“What time will it finish?’ my husband asked.
“Well, I’ll be leaving about 8.00.”
“So, you’ll be home to watch some TV just after 9.00 then?”
We have a Sky box and several series recorded. We tend to
binge watch them, starting with oldest first. We have less than 20% of the disk
free. We don’t have Netflix. Other half
protests. I’d quite like to, but for sure we’d probably never get through it
all.
Last night we finished Father
Brown. Cosy crimes and English village life with a good dose of the
Catholic Church. Grantchester has parallels yet we have still to watch that; it is
definitely C of E. Call the Midwife is
there too. Some find it too sentimental?
It’s uplifting though there is some sadness. We need uplifting sometimes.
Fun too are Death in Paradise
and After Paradise. Amazing how
the jolly music always comes after the murder had been committed.

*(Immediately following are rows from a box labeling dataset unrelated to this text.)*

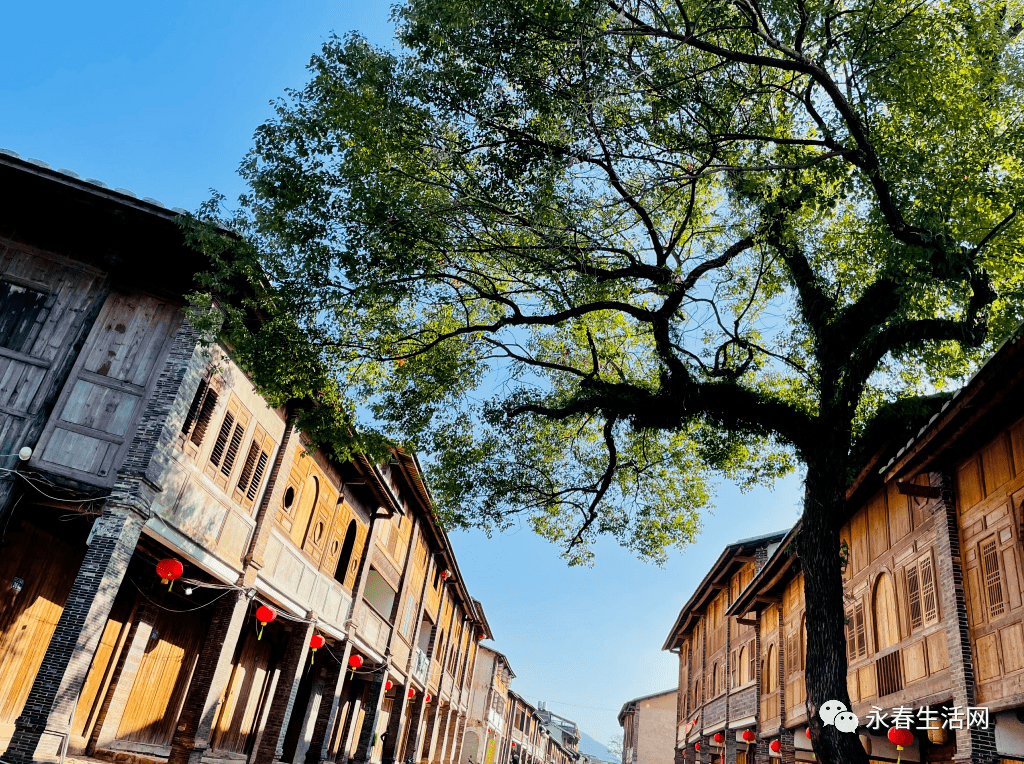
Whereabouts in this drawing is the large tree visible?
[188,0,1024,763]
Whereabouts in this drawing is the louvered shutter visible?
[185,386,217,459]
[853,604,867,657]
[231,425,273,509]
[906,564,922,629]
[981,539,1006,619]
[204,395,250,492]
[921,555,939,624]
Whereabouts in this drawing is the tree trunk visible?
[797,452,868,764]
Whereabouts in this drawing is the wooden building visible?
[667,329,1024,764]
[0,153,489,764]
[618,687,679,764]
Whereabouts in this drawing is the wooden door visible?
[874,574,899,652]
[0,521,85,724]
[212,630,273,754]
[117,609,207,746]
[72,583,139,738]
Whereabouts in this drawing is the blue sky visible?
[0,0,801,742]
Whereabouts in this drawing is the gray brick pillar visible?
[0,495,152,764]
[381,682,411,764]
[431,698,452,764]
[305,641,352,764]
[452,711,466,764]
[929,471,995,764]
[335,678,367,764]
[85,595,160,756]
[418,698,441,762]
[352,664,388,764]
[399,690,430,764]
[251,623,315,764]
[168,591,249,764]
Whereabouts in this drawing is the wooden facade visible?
[666,339,1024,763]
[0,156,489,764]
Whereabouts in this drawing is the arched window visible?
[872,572,899,652]
[292,475,319,549]
[334,520,356,584]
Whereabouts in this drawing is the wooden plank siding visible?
[954,420,1024,704]
[32,294,181,487]
[0,521,85,736]
[211,628,273,754]
[117,609,207,748]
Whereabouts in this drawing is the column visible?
[352,663,389,764]
[251,623,314,764]
[399,692,427,764]
[305,640,352,764]
[417,699,441,762]
[381,679,412,764]
[0,491,152,764]
[929,471,995,762]
[168,591,249,764]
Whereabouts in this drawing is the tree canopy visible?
[190,0,1024,562]
[186,0,1024,761]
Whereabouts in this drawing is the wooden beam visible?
[896,480,942,499]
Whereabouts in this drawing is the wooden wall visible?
[0,520,85,737]
[956,413,1024,704]
[32,293,181,486]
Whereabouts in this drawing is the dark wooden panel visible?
[0,522,85,724]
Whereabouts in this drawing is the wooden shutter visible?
[981,539,1006,619]
[231,425,273,509]
[906,564,923,629]
[177,378,208,450]
[853,603,867,657]
[846,610,857,664]
[205,395,251,493]
[921,554,939,624]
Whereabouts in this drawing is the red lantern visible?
[348,653,362,679]
[157,559,185,591]
[309,634,324,666]
[889,727,913,764]
[256,605,278,639]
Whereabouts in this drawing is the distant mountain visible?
[580,729,618,761]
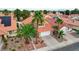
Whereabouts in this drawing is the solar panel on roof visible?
[0,16,11,26]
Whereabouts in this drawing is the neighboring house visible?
[0,16,17,49]
[22,17,51,36]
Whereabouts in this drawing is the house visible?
[22,16,51,36]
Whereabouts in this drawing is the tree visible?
[21,10,30,19]
[2,9,10,15]
[14,9,21,21]
[56,17,63,29]
[17,24,36,43]
[43,10,48,14]
[52,17,63,38]
[72,29,79,34]
[58,30,65,39]
[65,10,70,15]
[32,11,44,43]
[59,11,65,14]
[53,11,56,14]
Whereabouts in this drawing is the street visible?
[53,42,79,51]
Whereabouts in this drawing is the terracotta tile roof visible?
[22,17,51,32]
[22,16,32,24]
[62,17,79,26]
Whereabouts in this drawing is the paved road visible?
[54,42,79,51]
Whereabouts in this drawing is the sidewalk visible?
[35,34,79,51]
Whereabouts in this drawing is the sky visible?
[0,0,79,10]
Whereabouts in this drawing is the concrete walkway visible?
[35,34,79,51]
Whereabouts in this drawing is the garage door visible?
[40,31,50,36]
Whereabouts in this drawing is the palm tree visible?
[32,11,44,43]
[52,17,63,38]
[14,9,21,21]
[17,24,36,43]
[56,17,63,29]
[21,10,30,19]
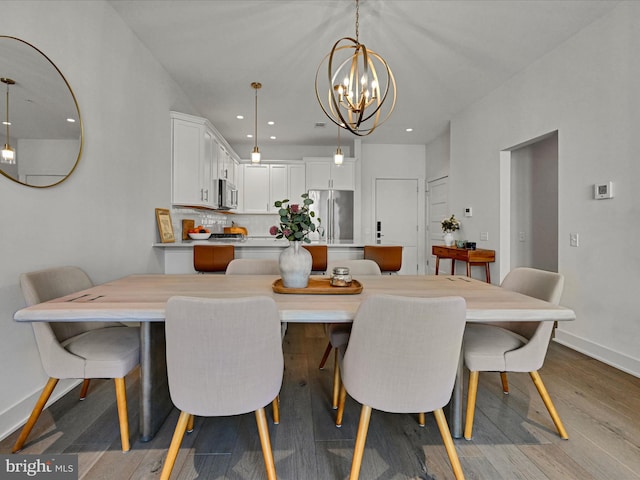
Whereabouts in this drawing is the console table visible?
[431,245,496,283]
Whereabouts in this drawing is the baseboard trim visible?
[0,379,82,440]
[554,328,640,378]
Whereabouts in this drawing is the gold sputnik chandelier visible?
[316,0,396,137]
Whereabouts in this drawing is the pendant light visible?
[316,0,396,137]
[251,82,262,163]
[0,77,16,165]
[333,125,344,165]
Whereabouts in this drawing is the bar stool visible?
[303,245,327,273]
[364,245,402,274]
[193,245,235,273]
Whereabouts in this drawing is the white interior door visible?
[374,178,418,275]
[426,177,451,275]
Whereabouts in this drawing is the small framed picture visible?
[156,208,176,243]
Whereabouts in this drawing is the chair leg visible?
[80,378,91,400]
[318,342,331,370]
[331,348,342,410]
[187,415,196,433]
[114,377,131,452]
[349,405,371,480]
[336,385,347,428]
[11,377,58,453]
[500,372,509,395]
[160,411,193,480]
[256,408,276,480]
[271,396,280,425]
[464,372,480,440]
[529,371,569,440]
[433,408,464,480]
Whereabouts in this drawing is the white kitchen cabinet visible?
[241,163,307,213]
[305,158,356,190]
[171,112,214,208]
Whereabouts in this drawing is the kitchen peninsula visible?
[153,237,364,274]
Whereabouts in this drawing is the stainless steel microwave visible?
[214,179,238,210]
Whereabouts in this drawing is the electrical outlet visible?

Never go to Oxford or Midsommer –they too are full of
murders.
Well, we make up for that with some gritty Walter Presents crime / police
procedurals / thrillers in other languages. Though that woman who keeps losing
her keys and the baby that keeps threatening to cry get a little tedious after
a while.
Then there are the more serious programme like the drama
about the Post Office scandal and the documentary about the miners’ strike.
Casualty has been
around forever, hasn’t it? Charlie arrived as a young man and now he is gone. Rumour
has it that it has saved lives. I couldn’t quite bring myself to watch it just
before a stay in hospital, though.
And what of soaps? I don’t know why quite – I think it may
be to do with sunshine and a well-to-do environment - but my soap is Neighbours. And another one, if radio is
allowed here, The Archers.
We mustn’t forget all of those excellent dramas on the terrestrial
channels. They are usually British produced. I think we do drama rather well.
Watching TV is an easy way of absorbing story. Could I ever
write for it? I’d like to give it a go one day. But if nothing else, these
programmes help further develop my sense of story.
There is a disadvantage, though, being a writer: I can usually
work out what’s going to happen and whodunit.